Another factor helping the crude markets at this stage is the apparent improvement in the supply side. Russian crude production now touching new heights is also reassuring and soothing the rather itchy crude markets.

Quoting OPEC, the prestigious British daily Financial Times reported in its issue of Aug. 23 that in the month of June, Russia on an average produced 9.236 million barrels of crude. This was 46,000 bpd higher than the Saudi production in the same month.

Traditionally, Saudi Arabia has been the No. 1 crude producer of the world for last many decades. In fact, it is an uncomfortable throne to occupy in many senses, for the position carries its own responsibilities too. It could be hazardous in many senses. Hence with Moscow forging ahead of Riyadh in this respect in June, many in the Kingdom could even welcome the change. Riyadh could no more be crucified alone - and at times for no sins of its own. No more could Riyadh be blamed for tampering with the markets, as has often been done in past. To be the world’s top gas station is not a comfortable business to be in with. Riyadh has been fulfilling this almost thankless job for long. Now that Russia is standing shoulder to shoulder with the Kingdom, as far as output is concerned, the responsibility also gets shared. Heaving a sigh of relief, Riyadh could now easily claim that the other heavyweights in the arena do also have a balancing act to make.

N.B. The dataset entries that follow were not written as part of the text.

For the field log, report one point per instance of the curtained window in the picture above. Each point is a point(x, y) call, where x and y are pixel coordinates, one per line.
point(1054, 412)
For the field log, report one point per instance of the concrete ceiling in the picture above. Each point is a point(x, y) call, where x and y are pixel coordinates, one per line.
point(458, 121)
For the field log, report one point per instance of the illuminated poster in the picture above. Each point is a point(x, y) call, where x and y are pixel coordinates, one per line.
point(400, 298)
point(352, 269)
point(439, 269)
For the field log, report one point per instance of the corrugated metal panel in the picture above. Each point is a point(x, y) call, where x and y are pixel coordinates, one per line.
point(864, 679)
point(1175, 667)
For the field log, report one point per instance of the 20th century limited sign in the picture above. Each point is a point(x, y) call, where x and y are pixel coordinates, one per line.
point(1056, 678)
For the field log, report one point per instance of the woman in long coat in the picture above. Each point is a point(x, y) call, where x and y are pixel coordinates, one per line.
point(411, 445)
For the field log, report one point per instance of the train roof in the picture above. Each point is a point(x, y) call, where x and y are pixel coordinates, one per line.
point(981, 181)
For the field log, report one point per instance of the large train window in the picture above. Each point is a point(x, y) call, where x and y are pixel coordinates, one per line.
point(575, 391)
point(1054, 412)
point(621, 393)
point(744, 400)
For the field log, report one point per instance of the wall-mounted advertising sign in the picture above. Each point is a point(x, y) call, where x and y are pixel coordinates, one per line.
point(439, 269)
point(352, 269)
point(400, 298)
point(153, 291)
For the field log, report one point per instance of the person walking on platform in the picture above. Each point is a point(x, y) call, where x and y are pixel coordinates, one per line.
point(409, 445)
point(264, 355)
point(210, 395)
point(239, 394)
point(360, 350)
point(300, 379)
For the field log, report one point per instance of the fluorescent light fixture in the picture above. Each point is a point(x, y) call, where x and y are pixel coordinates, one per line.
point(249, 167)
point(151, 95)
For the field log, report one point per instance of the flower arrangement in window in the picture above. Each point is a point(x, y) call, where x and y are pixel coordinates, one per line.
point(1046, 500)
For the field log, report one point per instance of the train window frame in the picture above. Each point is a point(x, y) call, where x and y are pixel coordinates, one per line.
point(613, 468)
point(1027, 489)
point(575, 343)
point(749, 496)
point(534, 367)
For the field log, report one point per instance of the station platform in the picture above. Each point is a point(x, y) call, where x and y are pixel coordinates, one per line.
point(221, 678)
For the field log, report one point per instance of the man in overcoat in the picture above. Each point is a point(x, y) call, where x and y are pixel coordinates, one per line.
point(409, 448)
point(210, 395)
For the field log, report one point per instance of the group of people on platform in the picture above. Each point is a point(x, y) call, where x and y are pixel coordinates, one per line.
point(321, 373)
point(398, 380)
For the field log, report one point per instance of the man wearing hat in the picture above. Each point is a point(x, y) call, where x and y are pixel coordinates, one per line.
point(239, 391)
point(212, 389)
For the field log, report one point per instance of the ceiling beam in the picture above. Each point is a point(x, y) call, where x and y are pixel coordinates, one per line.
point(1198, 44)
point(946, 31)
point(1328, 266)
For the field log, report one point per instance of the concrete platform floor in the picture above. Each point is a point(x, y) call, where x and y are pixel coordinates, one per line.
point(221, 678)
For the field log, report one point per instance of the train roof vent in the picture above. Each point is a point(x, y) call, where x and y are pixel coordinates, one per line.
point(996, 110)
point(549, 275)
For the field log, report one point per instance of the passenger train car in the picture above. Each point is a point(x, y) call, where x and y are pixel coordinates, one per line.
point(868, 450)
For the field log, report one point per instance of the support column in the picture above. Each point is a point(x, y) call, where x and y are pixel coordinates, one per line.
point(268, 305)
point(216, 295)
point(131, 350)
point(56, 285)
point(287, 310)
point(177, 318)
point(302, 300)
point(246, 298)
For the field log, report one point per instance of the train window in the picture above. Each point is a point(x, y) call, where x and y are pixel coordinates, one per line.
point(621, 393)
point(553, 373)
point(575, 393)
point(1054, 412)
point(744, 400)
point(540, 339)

However, one thing differentiates Saudi Arabia with Russia and other producers. One of the major issues afflicting the current market balance is the lack of spare capacity. And in the current tight situation, if one country could boast of still having a spare cushion, it could be none other than the Kingdom. Hence, despite Russia registering highest crude output in recent months, Saudi Arabia remains the kingpin in the international crude arena and no one could deny it.

Furthermore, one also has to concede that the restricted Saudi output of around 9.19 million bpd during the month could also be attributed to the OPEC quota policy. Further, one also has to understand that Russian production is already close to seams and as per analysts, Moscow would only be able to register an output increment of about two percent between now and 2009.

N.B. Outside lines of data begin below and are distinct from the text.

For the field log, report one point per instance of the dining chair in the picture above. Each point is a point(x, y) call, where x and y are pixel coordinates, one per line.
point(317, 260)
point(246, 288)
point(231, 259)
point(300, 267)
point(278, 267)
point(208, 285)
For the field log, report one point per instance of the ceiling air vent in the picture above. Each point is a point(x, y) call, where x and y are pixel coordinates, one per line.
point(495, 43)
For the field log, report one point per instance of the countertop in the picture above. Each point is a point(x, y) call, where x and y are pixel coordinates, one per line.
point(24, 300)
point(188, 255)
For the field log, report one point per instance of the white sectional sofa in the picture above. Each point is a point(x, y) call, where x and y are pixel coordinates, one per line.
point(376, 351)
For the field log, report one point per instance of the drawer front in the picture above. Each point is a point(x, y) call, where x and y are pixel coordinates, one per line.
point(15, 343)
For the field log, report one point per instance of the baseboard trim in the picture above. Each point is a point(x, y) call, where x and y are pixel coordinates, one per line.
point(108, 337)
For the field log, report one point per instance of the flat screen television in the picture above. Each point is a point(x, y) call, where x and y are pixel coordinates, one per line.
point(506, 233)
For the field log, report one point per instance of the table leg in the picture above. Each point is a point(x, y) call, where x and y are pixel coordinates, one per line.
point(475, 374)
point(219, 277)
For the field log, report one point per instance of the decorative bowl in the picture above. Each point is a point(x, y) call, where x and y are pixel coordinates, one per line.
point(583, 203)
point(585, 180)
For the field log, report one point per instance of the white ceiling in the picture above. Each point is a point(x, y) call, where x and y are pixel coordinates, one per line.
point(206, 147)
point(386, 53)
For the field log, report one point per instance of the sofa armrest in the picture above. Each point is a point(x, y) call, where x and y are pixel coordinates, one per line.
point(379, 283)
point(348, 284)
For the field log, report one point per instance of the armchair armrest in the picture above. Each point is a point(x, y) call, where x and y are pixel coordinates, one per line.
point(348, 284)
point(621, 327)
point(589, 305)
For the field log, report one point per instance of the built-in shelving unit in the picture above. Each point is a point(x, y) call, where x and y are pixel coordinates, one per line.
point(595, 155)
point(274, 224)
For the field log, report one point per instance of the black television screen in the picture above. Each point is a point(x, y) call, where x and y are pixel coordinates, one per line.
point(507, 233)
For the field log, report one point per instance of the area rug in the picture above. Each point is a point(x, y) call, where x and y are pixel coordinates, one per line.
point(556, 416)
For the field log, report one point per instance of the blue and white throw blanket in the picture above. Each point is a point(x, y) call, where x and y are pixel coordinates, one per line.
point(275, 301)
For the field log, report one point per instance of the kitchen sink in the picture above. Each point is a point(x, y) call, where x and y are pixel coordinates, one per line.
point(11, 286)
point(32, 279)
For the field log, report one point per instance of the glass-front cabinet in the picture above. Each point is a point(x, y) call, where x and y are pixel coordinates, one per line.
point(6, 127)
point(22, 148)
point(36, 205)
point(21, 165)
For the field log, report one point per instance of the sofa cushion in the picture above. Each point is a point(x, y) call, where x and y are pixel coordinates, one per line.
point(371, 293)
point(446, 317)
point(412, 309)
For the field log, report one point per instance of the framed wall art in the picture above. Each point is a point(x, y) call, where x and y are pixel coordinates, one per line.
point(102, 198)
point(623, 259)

On the other hand, Saudi Arabia and other producers in the region present a very different and indeed promising picture. Energy wizard, the former OPEC assistant secretary-general, who also remained Iraq’s deputy oil minister in seventies and is now associated with the London-based Center for Global Energy Studies, as its Executive Director Dr. Fadhil Chalabi, also seconds this opinion.

While in London, it is not easy for someone associated with the energy world to pass by the CGES and not enter there. From an energy point of view it could easily be termed as a pilgrimage. Formed by none else than former Saudi Oil Minister Sheikh Ahmed Zaki Yamani, the center could now easily boast of as a leading authority on the economics and politics of energy.

During an informal chat at the very impressive offices of the CGES in the Knightsbridge area in the heart of London, Chalabi spoke at length on the emerging scenario(s) in the energy world.

Saudi Arabia and Iraq are underexplored in many ways, Chalabi asserted. In case of proper investments in technology and additional drilling, the prospects of Saudi Arabia boosting its reserves considerably is very bright, he commented. “Naimi is correct when he says Saudi Arabia is poised to add another 200 billion barrels to its reserves soon,” Chalabi, who was even referred to as a possible czar of the Iraqi energy industry after the fall of Saddam in 2003, told this correspondent with a sense of authority.

Commenting on the notion of an imminent “end of oil era”, being discussed in some circles today, Chalabi felt it was more of wishful thinking. A lot would depend on new exploration and new wells, market prices and the use of newer drilling technology currently available. Higher oil prices could hasten this process, he warned, yet with the available technology, there did not seem to be any dearth of resources at least at this stage, he asserted. The oil era is not going to end at least for another 30-40 years, he opined and its ultimate demise could ultimately be caused by an upheaval, as happened with coal as the source of energy.

That was indeed reassuring in many ways, especially since it came from a pundit who has been a witness to a number of upheavals in the industry that he has been associated now for almost half a century in one capacity or the other.